En lien avec l'Institut Catholique de Paris et la Conférence des Évêques de France
Publié le Vendredi 4 octobre 2013
« Dossier de la Cour d’Appel de Caen, mai 2013 », Stanislas Lalanne et Association diocésain de Coutances c/ René Lebouvier. Motif : René Lebouvier, membre de la Libre-Pensée demande de voir son baptême rayé des registres paroissiaux.
Déjà les questions juridiques et théologiques sont présentes aux premiers siècles de l’Eglise. Ainsi le débat illustré par Augustin, évêque d’Hippone (354-430) contre les donatistes (disciples de Donat) pour qui la validité du sacrement dépendrait de la sainteté du ministre du baptême. Nouvelle question sur le baptême avec les Réformés au XVIéme s. Les partisans de Thomas Munzer refusent le baptême des petits enfants et demandent un nouveau baptême à l’âge adulte (anabaptisme).
Les remises en question du baptême sont toujours actuelles mais de façon nouvelle.
L es baptêmes sont inscrits dans des registres ecclésiaux qui tenaient lieu d’état-civil avant la Révolution française. Ces registres demeurent aujourd’hui (en deux exemplaires si l’un d’entre eux venait à être détruit) remis au diocèse chaque année. Leur importance n’est pas seulement administrative.

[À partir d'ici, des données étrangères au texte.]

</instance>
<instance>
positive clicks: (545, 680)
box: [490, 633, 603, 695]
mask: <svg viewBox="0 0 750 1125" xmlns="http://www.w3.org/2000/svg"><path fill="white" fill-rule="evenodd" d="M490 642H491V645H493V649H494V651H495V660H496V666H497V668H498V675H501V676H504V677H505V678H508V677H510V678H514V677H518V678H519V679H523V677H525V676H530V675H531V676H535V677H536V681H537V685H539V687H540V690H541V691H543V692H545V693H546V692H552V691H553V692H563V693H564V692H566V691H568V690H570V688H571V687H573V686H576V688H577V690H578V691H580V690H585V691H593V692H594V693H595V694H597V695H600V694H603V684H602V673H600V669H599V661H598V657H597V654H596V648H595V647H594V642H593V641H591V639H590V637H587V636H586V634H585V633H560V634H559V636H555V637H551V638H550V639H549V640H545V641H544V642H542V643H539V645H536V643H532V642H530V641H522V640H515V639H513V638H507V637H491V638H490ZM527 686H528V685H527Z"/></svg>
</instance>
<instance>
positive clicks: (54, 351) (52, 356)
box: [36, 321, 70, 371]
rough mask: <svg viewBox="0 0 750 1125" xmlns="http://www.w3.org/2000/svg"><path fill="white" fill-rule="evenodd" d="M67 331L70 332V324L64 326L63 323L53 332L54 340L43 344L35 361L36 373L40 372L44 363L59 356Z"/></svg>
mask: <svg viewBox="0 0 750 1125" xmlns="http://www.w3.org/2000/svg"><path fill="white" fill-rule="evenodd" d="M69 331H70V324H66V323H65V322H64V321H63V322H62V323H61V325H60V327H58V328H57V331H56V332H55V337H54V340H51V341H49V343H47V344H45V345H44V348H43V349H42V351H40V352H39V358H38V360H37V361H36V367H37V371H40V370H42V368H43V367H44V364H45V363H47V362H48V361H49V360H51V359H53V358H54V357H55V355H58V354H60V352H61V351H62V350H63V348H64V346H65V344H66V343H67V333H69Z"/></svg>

Ils témoignent de l’inscription dans la communauté chrétienne locale avec les signatures des parents, parrain et marraine et du ministre de l’Eglise locale ou délégué par lui (Session CETAD : « Initiation sacramentelle et vie des baptisés »).
La demande de René Lebouvier permet de mettre à jour une ignorance de ce qu’est le baptême en théologie chrétienne. Le baptême est bien une célébration publique puisqu’on peut y assister lorsqu’on entre dans une église la nuit de Pâques. Ce qui est vrai également du mariage qui ne peut être célébré dans un lieu clos sans porte ouverte sur l’extérieur. Mais il n’est pas possible d’effacer la trace d’un baptême du registre ecclésial du fait que le baptême irait à l’encontre des convictions actuelles du baptisé. En effet la Commission nationale informatique et libertés (CNIL) a considéré que les registres du culte étaient compatibles avec la loi Informatique et Libertés. Le procès ne peut être jugé comme un procès civil selon les seules règles civiles. La Cour d’Appel ne peut statuer. Au maximum, l’évêque de Coutances avait accepté de porter sur les registres que le plaignant avait « renié son baptême » (2001). Il n’est pas question pour autant d’effacer toute mention du baptême (2003).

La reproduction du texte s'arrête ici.